It’s 6pm, somewhere in the world. Heure de l’apéro, cocktail time. For me sometimes, that means a Vodka Martini, wet, not dry and something to nibble on. If I’m lucky, and have been organized, there will be a supply of these cheesy olives in the freezer. As luck would have it, these pastries keep well in the freezer for a couple of months after making, and keep their shape better when baking, if just popped into the oven directly from the freezer.
This recipe originally came from my mother, who always used whatever Cheddar cheese she had in the fridge. I like to use a sharp, crumbly Cheddar, but recently found a very similar recipe where Parmesan was used instead. Make up your own mind, they are delicious.
You will need,
- Approximately 48 large pimento stuffed green olives, or anchovy stuffed olives drained thoroughly on kitchen paper
- 250g cheddar cheese, finely grated
- 125g unsalted butter
- A pinch salt
- 1 tsp smoked paprika
- A pinch cayenne pepper
- 130g plain flour, sifted
Put all ingredients, except olives, in the bowl of a food processor and blitz until mixed into dough. Shape into a flat disk, cover and place in fridge for 30 minutes or until firm.

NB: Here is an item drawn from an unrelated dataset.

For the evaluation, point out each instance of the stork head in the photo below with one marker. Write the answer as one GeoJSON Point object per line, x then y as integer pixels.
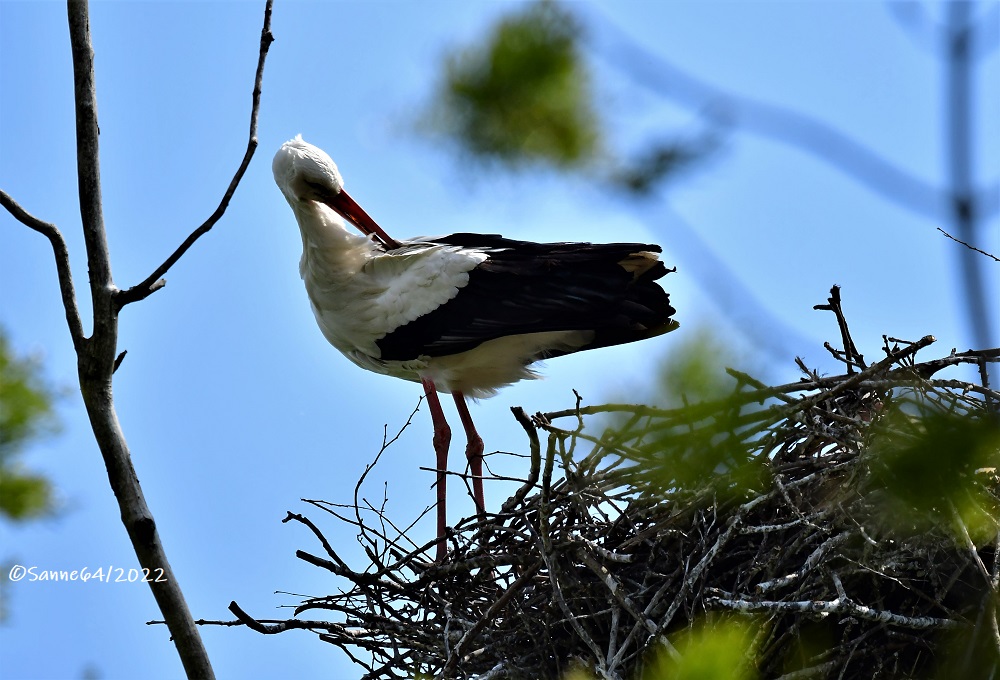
{"type": "Point", "coordinates": [306, 173]}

Pinch off bits of the dough, about 1 tsp, and wrap around each olive. Put into a container, and freeze until ready to cook.
Line a baking tray with baking paper and preheat oven to 200C. Bake olives for about 10 minutes, and then turn down the temperature to 180C and cook for a further 10 minutes.
After taking the olives out of the oven, drain on kitchen paper before serving.